The information commissioner has slammed 11 banks for dumping customers’ personal data in rubbish bins outside their premises.
The banks - HBOS, Alliance & Leicester, Royal Bank of Scotland, Scarborough Building Society, Clydesdale Bank, Natwest, United National Bank, Barclays Bank, Co-operative Bank, HFC Bank and Nationwide building society – had breached the Data Protection Act , the commissioner found after investigating complaints.
The Post Office and the Immigration Advisory Service charity were also found to have disposed of personal data in similar circumstances.
The Information Commissioner’s Office has ordered all 12 organisations to sign a formal undertaking to comply with Data Protection Act principles and has said it will take further action – including possible prosecution – if the conditions are not met.

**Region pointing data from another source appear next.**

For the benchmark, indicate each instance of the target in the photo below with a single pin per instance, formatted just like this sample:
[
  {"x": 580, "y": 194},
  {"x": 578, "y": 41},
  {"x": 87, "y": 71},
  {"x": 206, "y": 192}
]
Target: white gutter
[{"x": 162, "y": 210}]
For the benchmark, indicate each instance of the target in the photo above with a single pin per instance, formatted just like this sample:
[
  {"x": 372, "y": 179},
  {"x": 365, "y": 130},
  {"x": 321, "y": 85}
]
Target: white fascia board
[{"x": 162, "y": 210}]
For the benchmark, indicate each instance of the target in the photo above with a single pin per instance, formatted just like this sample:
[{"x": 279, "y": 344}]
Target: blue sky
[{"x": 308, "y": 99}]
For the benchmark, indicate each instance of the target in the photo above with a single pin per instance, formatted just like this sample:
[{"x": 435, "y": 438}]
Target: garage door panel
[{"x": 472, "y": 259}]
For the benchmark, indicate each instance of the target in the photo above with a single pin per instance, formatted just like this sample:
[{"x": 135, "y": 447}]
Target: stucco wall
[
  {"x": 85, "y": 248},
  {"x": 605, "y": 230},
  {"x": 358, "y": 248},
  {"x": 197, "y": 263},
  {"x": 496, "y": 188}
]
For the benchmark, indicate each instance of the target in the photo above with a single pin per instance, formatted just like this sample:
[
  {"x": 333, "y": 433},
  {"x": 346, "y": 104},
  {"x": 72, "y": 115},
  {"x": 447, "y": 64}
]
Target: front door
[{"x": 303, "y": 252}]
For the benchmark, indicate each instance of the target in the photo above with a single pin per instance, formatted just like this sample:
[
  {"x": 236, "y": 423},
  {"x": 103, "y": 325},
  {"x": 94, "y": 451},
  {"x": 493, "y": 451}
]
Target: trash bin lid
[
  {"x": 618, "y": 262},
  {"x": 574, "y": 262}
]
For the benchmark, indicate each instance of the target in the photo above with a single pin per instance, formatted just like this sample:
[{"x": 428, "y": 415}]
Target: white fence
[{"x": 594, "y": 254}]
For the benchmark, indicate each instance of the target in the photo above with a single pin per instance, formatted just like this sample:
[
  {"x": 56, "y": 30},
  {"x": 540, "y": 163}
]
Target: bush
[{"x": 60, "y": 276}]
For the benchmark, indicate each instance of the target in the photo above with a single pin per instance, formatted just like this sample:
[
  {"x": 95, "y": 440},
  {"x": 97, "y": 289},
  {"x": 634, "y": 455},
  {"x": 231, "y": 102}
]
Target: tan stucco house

Deputy commissioner David Smith said: “It is unacceptable for banks and other organisations to carelessly discard their customers’ information. It is vital that banks and other organisations take security seriously.”
He added: “If they do not, they not only risk further action from the information commissioner but also risk losing the trust of their customers. Individuals must feel confident that banks and other organisations are safeguarding their personal information.”
Financial institutions are under increasing scrutiny by regulators over their handling of customer data. Last month, the Financial Services Authority slapped a fine of almost £1m on the Nationwide building society for inadequate security controls, following the theft of one of its laptops containing customer names, addresses and account details.